Drs. Gina Iacovella and Neelja Kumar (GI&NK), from Yale University Medical Center, discuss their abstract for the National Kidney Foundation’s 2014 Spring Clinical Meetings (SCM14), Mortality of Patients with Significant Liver Dysfunction Initiated on Dialysis, with Dr. Kenar Jhaveri (eAJKD), eAJKD Editor.
eAJKD: Why don’t you tell us a little about your research and abstract being presented at NKF 2014 Spring Meetings?
GI&NK: We practice nephrology at a tertiary medical care center in the East Coast where we encounter a large cohort of liver failure patients. The average MELD score of these patients prior to transplant is >30, representing a population with increased morbidity and mortality. Our Nephrology consult team is often asked to help manage these patients with decompensated cirrhosis or severe, acute hepatitis and new on-set acute kidney injury and metabolic derangements. Frequently these patients have not undergone liver transplant evaluation prior to their renal function decline and the question of dialysis initiation is posed. Therefore, we decided to perform an observational, retrospective study to evaluate the efficacy of dialysis initiation in patients with significant liver dysfunction who were not listed for orthotopic liver transplant ( OLTx) at the time of admission.
eAJKD: Based on your study findings, would you prefer a palliative approach to AKI in patients with significant liver dysfunction rather than dialysis?
GI&NK: Based on our results, if patients were successfully listed for OLTx after initiation of dialysis there was a 88% chance of survival, whereas survival of patients who were never listed for transplant was only 4%. Given these grim statistics, it is important to begin the process of evaluation for liver transplantation as soon as possible once AKI is diagnosed. Because liver transplant evaluation is a complex process, it is important to discuss expectations with the patient and family at an early time in the process, and it may be prudent to consider a trial of dialysis for a predefined amount of time while the transplant evaluation is underway, and transition to a palliative approach if the patient has decompensated cirrhosis and is not a candidate for OLTx. It is important to note that the small number of patients in our study who exhibited acute decompensation of liver function with AKI in the absence of severe underlying cirrhosis had a better overall survival, and thus we feel that these patients warrant dialysis intervention if medically appropriate.
It has been suggested that patients who develop ATN, a potentially reversible cause of AKI, should be candidates for dialysis irrespective of transplant status. However, we found that the overall mortality of patients who were not listed for OLTx was not improved in those judged to have ATN as compared to those identified as having HRS.
eAJKD: Where do you and your group go from here?
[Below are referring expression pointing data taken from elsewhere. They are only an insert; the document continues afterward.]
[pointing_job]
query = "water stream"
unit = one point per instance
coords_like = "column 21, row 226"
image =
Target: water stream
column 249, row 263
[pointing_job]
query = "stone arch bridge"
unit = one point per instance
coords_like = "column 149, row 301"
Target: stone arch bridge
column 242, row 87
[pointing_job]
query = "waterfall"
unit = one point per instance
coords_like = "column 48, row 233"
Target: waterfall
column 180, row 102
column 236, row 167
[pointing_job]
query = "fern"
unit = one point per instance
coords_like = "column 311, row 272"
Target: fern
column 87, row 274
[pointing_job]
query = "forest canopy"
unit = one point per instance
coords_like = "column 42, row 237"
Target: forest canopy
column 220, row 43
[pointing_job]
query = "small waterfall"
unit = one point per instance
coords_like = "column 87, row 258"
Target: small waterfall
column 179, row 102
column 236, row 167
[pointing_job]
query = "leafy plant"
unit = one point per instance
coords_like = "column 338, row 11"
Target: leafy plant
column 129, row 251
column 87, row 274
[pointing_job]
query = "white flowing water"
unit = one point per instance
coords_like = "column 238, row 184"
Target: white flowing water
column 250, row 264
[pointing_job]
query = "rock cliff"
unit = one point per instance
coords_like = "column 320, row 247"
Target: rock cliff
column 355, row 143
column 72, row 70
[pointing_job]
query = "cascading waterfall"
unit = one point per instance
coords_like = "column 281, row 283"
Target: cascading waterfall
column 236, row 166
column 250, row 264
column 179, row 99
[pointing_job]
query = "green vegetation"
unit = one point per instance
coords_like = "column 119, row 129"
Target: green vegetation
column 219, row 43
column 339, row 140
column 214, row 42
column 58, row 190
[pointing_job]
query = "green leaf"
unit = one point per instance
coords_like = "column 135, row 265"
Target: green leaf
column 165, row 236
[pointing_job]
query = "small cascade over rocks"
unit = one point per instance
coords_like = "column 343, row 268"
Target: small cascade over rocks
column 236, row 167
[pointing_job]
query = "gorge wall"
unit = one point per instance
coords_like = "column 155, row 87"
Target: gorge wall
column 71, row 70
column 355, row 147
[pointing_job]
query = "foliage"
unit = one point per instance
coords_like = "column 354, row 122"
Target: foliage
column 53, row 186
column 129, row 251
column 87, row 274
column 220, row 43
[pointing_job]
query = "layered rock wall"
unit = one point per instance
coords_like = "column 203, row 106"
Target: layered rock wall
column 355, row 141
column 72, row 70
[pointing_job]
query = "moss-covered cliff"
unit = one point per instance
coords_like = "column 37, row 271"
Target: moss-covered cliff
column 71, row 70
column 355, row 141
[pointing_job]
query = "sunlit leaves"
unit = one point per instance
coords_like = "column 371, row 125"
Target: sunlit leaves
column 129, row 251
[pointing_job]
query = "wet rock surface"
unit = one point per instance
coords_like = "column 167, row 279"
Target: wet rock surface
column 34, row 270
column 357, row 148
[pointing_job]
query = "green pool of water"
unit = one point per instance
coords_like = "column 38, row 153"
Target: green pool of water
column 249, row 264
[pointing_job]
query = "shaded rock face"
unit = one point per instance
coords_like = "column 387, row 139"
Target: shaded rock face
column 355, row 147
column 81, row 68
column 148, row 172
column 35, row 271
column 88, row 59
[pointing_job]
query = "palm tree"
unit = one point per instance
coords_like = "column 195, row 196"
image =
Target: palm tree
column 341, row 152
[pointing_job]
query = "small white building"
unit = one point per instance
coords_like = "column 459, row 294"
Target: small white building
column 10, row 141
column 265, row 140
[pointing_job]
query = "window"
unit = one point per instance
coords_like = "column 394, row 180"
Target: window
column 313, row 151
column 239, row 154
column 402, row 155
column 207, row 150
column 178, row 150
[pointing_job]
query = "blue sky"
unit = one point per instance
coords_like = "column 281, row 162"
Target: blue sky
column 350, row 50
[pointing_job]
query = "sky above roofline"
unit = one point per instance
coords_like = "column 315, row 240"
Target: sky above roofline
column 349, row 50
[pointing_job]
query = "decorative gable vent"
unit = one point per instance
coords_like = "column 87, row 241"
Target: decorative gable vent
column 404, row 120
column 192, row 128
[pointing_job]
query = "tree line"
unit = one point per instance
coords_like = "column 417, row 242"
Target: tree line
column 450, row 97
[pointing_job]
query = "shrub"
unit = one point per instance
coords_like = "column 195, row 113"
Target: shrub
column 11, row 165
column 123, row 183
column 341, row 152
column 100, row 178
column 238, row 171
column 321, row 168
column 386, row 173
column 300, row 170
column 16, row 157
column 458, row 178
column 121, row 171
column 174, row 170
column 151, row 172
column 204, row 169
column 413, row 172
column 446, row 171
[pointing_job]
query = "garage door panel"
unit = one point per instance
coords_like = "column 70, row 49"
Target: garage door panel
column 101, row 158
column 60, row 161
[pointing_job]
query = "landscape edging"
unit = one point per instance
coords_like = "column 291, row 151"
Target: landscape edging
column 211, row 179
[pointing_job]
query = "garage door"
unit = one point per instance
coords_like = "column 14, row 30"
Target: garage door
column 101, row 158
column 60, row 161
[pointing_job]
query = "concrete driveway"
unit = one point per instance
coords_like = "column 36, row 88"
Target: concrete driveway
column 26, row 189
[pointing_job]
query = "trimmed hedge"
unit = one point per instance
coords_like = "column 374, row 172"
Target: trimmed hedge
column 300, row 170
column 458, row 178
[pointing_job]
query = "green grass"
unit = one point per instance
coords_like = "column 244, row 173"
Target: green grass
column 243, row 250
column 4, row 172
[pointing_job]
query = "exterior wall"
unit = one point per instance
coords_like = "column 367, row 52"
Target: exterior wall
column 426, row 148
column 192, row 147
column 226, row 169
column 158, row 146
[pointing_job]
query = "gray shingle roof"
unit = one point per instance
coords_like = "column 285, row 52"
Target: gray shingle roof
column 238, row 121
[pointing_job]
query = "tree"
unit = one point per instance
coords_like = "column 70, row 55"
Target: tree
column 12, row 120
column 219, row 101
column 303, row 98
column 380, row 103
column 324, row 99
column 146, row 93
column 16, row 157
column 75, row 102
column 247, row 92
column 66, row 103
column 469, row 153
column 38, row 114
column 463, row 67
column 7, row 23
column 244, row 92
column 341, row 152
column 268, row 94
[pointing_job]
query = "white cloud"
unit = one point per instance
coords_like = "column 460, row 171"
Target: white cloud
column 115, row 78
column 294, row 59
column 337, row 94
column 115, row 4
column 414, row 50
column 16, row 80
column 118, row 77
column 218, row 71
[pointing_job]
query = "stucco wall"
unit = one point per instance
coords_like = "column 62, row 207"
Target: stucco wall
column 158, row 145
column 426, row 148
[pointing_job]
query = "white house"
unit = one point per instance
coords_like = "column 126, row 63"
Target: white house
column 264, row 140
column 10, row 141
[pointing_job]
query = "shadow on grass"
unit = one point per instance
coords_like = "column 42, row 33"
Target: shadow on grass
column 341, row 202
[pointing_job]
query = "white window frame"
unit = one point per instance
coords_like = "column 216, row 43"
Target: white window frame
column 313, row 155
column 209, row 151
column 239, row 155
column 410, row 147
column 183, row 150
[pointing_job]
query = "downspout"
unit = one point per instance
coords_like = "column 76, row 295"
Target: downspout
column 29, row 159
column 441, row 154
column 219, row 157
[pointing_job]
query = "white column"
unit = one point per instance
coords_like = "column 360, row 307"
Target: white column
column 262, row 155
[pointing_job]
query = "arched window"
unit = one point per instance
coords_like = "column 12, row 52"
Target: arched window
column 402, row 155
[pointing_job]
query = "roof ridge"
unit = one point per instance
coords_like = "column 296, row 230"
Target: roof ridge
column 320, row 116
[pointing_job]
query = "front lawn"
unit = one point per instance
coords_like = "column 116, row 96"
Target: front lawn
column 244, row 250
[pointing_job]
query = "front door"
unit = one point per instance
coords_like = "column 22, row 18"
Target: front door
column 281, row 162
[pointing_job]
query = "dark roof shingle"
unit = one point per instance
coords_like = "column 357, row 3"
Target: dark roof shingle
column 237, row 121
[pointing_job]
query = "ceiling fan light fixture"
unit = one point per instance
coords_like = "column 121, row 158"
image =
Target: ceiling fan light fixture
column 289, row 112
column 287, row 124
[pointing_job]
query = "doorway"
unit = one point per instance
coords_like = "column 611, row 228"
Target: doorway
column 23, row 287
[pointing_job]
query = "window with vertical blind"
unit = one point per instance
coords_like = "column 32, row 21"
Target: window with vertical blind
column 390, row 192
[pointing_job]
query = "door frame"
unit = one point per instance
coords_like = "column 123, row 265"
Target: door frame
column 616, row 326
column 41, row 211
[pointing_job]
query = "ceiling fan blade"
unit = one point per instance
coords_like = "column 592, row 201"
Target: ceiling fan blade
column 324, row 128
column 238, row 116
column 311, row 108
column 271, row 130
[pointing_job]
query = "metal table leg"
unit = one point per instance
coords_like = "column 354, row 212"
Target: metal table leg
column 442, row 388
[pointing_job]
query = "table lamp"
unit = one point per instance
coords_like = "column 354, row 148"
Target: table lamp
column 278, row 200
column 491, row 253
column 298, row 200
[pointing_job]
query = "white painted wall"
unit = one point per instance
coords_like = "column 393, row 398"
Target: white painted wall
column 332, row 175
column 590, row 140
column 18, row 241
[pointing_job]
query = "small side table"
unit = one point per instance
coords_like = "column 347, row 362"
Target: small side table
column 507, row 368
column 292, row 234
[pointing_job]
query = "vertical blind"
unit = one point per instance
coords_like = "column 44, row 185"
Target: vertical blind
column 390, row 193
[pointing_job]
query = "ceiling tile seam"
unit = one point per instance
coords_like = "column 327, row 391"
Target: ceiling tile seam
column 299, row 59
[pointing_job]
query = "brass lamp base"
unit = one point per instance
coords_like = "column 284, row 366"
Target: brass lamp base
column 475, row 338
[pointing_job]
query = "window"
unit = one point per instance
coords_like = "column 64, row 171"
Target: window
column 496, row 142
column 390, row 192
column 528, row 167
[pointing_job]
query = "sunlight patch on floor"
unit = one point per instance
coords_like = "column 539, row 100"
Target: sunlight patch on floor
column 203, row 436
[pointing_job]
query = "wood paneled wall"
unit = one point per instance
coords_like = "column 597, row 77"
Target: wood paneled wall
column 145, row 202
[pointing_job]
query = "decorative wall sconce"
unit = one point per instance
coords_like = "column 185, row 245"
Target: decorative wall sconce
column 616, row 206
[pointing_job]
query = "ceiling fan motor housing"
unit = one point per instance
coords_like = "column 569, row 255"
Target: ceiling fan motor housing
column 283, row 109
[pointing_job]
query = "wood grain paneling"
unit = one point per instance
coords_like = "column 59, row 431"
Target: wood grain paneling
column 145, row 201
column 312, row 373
GI&NK: We hope that our study initiates a discussion across multiple disciplines regarding future management of patients with end stage liver disease who develop renal failure, and leads to a larger, multicenter study to determine if our results are representative of those at other transplant centers. Based on our single center study, it appears that it would be in the patient’s best interest to undergo an expedited workup and be listed for OLTx if appropriate. In this subgroup of patients, we believe that initation of dialysis is a reasonable option. However, in patients who are found to not be candidates for OLTx, significant consideration should be given to palliative measures and a thoughtful discussion of the risks and benefits of dialysis should occur with both the patient and amongst the multidisciplinary team caring for the patient. It is an unfortunate reality that overwhelming morbidity and mortality is associated with dialysis in the setting of significant liver dysfunction, and every effort should be made to improve outcomes and provide patients with care that is beneficial without unnecessarily prolonging suffering in cases where survival is unrealistic.